I’ve been fighting an ongoing battle with Grace for the last few months to get her to sleep through the night. From birth, she was an exemplary sleeper. Others marveled at my child’s ability to be on a schedule and sleep without the least bit of fuss. Then, right before she turned 3, Grace started waking up at night, multiple times, every night. I am sure this is tiring for every Mom. Especially working Moms. And as a single mom, I can assure you, it is downright exhausting.

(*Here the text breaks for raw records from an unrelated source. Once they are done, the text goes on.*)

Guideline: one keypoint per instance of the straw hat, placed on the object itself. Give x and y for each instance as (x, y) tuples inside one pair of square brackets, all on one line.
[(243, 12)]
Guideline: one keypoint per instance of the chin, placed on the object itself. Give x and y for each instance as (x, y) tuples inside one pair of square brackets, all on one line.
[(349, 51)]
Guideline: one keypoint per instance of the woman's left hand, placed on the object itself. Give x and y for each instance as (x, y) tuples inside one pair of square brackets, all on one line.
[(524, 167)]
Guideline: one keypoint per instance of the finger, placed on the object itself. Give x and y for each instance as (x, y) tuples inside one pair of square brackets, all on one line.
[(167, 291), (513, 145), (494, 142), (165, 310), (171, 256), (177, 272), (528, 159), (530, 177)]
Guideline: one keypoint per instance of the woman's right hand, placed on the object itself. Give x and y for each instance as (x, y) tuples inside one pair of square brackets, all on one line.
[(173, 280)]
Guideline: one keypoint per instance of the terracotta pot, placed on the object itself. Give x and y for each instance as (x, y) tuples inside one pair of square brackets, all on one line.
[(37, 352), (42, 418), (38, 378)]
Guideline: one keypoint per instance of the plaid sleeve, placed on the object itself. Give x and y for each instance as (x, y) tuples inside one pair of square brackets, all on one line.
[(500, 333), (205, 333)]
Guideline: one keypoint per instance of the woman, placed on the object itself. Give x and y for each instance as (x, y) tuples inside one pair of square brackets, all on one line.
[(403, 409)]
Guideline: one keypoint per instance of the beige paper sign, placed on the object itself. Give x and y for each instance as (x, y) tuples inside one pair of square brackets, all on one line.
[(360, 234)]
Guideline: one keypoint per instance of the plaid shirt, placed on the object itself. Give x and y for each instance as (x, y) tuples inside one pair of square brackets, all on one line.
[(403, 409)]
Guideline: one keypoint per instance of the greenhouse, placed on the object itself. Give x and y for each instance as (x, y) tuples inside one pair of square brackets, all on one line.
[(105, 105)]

So last night, as she woke up and plodded downstairs in her adorable “footy PJs” and looked at me with her head tilted slightly downward and those big sad eyes, informing me of whatever was not quite right that was prohibiting her sleep (shadows, foot hurts, bunny feel on the floor - which is about 1 ft lower than her mattress), I met her cuteness with anger. How could she continue to wake up? How is she ever going to grow strong and healthy if she doesn’t sleep? Will she ever kick the cold that is currently plaguing her? Will this stunt her growth? Will it stunt mine? Will I ever feel rested and sane again?
What I missed altogether from this cycle of sleep deprivation is to say thank you. Thank you that Grace is here to wake me up in the middle of the night. Thank you that I am losing my sleep to such a worth human being. Thank you for Grace.